I start from the point of view that a single, generic, perfectly modelled citation format for data will take more time and resources to develop than I have. What I believe I can do though, is enable the more practically focussed case for re-use and the sharing of citations. If a single URL(URI) is created, one which serves as an anchor node to bind together resources and information. It should provide a means for the original citing author to indicate why they had selected this grouping of information, what this grouping of information means at that time and for what reason. I can imagine modelling the simple facts of such a citation in RDF assertions (person, date of citation, etc) but it's beyond me to imagine a generic but useful way to indicate author intention and perception in the same way. The best I can do is to adopt the model that researchers/academics are most comfortable with, and allow them to record a data 'abstract' in the native language.

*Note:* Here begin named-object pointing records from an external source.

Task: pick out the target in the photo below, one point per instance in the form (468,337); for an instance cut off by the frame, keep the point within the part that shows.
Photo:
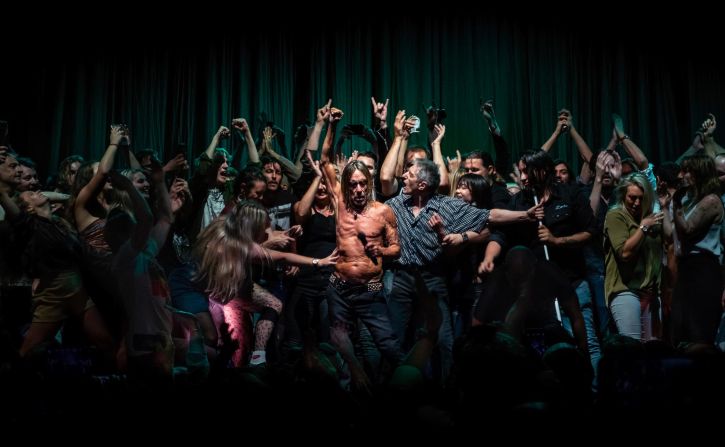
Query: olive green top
(642,271)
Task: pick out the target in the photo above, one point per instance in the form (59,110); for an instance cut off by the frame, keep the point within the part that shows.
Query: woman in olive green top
(633,247)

Hopefully, this will prove a useful hook for researchers to focus on and to link to or from related or derived data. Whilst groupings are typically there to make it easier to understand the underlying data as a whole, the data abstract is there to record an author's perception of a grouping, based on whatever reasoning they choose to express.


Martin Donnelly said...

"We need to start putting (cleared) data out there, in parallel to capturing the information necessary for understanding and then preserving the information. By putting the data out there quickly, the researcher feels that they are having an effect and are able to see that what we are doing for them is worth it. This can favourably aid dialogue that you need to have with the researcher (or other related researchers or analysts) to further characterise this data."

Definitely agree. In business they call this "time to market" - too fast and the developers/researchers get uneasy, too slow and they get frustrated.

G said...

The odd bit of all this work is that nobody thought to ask me.

Better documentation on the fiat format is available at in the fiatio module. Fiat 1.1 format does do quotes, and differs from CSV format in that it has header information.

Now, of course I could have used some kind of "standard CSV library". From the librarian's perspective that might have been nice, but it made no sense historically. The original need was for a python module to interface with existing FIAT files. Then, once I have the python module, why waste time trying to rewrite it? Using standard CSV libraries would introduce all kinds of compatibility problems within my own data and code, and interfacing external libraries to python is rather an annoyance.

Anyhow, the point is that compatibility with external standards is really pretty unimportant from the operational point of view.